Before I begin, let’s  give a brief description of what Chronic lymphatic leukaemia actually is, I know that when I was first diagnosed I certainly need to look this up.

One of my first points of call was a dictionary. While this was possibly not the best place to start, it certainly does explain technically  what the condition is, even if it doesn’t explain what it actual means to me. This is what I read:

Chronic – an illness persisting for a long time, or constantly recurring.

lymphatic – the lymphatic system helps protect us from infection and disease. It is part of the body’s immune system. 

Leukaemia – is a group of blood cancers that usually begin in the bone marrow and result in high numbers of abnormal blood cells. These blood cells are not fully developed and are called blasts or leukaemia cells. 

Now, I realise that sound scary, but what does it actually mean. In simple terms Chronic Lymphatic Leukaemia is a long term blood disorder which means the body’s immune system does not functions normally.

I can honestly say having read this, that my brian went into overdrive. So after some additional research, and before anyone start to panic, there is some good news.  Most people who have CLL do typically have a long life expectancy, and as long as they take some sensible precautions, and make a few modifications in their life style it is still possible to live a relatively normal life.

For those in the know, yes I do realise that this is a great simplification of what CLL actually is. However I do feel that this does give an initial introduction and it does covers the basics. For everyone else, if you are interested in find out more, I will include some links on my website and in the show notes. Of cause these will be a sub set of what is available, and there are many other good source of trusted medical advice and support that you may also wish to consult. 

Now I am sure that at least some of you may be wonder why I am doing this?

Well, it is my hope that by sharing my journey, that it may help other with CLL realise that they are not alone. I would also like to think that for people who know someone with the Condition that this may help them gain an insight into what that person may be going through and how they could be felling.

Remember, it helps to talk, but sometimes we don’t feel we can, or simply just don’t know what to say.
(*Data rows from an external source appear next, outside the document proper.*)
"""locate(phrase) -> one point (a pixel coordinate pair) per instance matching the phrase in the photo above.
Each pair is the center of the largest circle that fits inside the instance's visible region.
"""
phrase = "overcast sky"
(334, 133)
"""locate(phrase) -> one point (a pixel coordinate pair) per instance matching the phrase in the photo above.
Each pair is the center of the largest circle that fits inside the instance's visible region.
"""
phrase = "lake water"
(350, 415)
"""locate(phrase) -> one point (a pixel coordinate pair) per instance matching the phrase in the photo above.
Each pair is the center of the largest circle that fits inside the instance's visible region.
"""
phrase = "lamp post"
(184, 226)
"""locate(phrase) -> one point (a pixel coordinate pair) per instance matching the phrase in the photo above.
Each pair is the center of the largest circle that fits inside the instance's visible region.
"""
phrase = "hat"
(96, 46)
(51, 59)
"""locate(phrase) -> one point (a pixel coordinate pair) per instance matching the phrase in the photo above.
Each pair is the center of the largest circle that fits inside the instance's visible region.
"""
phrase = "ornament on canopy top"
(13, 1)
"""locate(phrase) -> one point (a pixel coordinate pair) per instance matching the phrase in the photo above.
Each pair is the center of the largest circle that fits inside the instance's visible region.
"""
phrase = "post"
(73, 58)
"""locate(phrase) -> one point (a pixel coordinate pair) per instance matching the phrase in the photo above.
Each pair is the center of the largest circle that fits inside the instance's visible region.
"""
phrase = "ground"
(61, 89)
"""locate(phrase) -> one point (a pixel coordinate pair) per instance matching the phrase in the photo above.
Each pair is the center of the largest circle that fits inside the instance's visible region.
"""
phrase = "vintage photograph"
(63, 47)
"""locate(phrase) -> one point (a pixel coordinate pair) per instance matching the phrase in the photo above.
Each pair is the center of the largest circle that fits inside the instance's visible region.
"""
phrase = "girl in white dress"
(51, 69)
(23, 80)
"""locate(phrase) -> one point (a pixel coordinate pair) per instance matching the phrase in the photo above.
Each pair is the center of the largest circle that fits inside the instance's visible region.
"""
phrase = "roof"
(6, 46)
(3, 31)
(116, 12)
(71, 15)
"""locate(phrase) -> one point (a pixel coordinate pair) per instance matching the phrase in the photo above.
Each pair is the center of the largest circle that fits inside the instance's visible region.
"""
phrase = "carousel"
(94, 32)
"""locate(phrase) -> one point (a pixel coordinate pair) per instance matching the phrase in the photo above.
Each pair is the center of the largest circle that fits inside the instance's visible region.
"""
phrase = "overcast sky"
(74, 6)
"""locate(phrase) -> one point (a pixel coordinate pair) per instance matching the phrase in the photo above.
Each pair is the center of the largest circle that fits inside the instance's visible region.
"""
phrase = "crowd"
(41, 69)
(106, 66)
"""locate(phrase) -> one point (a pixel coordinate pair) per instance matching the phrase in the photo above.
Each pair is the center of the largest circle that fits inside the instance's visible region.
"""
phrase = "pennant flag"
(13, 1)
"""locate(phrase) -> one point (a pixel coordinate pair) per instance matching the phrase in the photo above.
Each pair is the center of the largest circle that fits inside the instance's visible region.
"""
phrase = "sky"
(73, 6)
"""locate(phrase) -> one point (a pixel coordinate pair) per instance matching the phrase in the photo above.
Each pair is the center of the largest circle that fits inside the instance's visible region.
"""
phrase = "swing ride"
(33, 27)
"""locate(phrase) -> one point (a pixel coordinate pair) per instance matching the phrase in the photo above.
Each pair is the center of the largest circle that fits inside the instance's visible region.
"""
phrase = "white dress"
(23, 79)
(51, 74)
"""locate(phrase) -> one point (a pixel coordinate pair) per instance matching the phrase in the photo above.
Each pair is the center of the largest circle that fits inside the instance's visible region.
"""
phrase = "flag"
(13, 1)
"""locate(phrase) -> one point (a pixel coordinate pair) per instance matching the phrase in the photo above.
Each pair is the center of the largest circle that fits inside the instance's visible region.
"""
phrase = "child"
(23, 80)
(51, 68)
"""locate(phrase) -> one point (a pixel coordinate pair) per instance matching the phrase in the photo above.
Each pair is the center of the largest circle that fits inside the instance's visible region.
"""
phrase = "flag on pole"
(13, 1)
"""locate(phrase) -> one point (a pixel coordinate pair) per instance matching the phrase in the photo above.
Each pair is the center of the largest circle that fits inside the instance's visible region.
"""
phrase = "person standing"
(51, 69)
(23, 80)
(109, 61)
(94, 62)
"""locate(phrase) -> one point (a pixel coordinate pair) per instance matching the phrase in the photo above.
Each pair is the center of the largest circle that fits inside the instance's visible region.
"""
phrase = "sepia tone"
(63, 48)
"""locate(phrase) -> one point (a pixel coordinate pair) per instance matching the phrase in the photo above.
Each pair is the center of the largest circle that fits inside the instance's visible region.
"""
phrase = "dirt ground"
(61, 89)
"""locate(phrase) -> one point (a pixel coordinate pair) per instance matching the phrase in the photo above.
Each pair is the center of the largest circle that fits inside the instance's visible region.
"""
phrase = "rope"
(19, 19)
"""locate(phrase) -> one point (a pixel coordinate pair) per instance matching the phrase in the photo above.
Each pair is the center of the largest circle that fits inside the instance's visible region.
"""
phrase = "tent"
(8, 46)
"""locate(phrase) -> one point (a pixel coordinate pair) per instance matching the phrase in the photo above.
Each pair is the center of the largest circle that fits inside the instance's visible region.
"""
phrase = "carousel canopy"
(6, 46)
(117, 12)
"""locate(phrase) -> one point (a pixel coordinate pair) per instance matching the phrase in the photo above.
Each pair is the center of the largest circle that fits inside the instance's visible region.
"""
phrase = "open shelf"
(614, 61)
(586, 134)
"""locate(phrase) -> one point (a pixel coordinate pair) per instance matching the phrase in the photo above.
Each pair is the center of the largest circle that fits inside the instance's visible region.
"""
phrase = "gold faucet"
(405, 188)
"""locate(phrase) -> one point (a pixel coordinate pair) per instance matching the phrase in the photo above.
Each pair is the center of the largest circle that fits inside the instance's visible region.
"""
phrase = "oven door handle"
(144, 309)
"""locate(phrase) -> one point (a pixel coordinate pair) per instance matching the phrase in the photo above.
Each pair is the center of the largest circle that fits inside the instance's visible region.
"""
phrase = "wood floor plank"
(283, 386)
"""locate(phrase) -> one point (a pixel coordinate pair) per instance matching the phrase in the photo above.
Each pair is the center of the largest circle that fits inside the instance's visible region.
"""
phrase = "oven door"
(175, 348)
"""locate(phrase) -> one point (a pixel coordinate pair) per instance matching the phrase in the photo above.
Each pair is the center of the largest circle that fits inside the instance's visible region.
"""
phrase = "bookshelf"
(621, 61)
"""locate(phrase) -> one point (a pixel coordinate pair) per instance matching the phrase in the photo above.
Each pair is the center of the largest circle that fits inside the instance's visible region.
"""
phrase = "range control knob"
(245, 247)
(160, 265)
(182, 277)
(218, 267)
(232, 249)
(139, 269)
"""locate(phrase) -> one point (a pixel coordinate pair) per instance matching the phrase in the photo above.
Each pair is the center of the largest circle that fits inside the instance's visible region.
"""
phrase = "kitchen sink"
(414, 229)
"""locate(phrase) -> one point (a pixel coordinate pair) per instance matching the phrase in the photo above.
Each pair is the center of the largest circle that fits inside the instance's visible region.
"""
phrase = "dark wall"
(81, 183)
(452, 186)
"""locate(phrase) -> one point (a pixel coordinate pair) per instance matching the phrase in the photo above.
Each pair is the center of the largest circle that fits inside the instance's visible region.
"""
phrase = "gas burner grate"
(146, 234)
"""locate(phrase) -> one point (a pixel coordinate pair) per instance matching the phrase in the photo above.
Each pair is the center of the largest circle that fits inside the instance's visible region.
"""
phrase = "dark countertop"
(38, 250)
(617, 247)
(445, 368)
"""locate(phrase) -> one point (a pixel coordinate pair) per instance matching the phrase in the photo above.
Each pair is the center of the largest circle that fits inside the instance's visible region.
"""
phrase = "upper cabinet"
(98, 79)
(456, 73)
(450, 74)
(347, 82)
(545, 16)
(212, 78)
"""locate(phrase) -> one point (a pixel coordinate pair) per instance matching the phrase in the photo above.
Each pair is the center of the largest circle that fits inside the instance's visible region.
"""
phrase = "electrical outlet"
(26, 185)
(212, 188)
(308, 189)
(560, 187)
Very often the hardest thing to do is just to start the conversation. By sharing this with you, it is my hope that it may help someone else open up, or at least workout what they want to say once they are ready to have the conversations.

Ok, I am not being total selfless. By documenting my journey it makes me step back and think about what is happening to me. This improves my understanding, which in-turn helps me cope.

So, before I begin, let’s set the scene.

  • Firstly, I am not a doctor and I have no medical training. So that means this that is not a medical reference nor is it a self help guide.
  • This is simply my journey, documented form my perspective, as the person with the CLL. while of cause I will endeavour to keep it accurate, there may be times when i am not totally successful.
  • Just because something happens to me on my journey, it does not mean that it will happen to everyone with the condition, or it may happen to other people at a different time in their journey, and that it could also impact them in a different way. Let’s be honest we are all on our own and very unique personal journeys 
  • While it is not my intention to cause any distress, or upset to anybody, it is inevitably that there may be parts of this, which some people could find difficult.
  • And Finally, if I make a choice during my journey, this of cause may not be the correct choice for everyone with CLL, and I would always recommend for any medical condition that the patient make their own informed decision based on their own specific circumstances.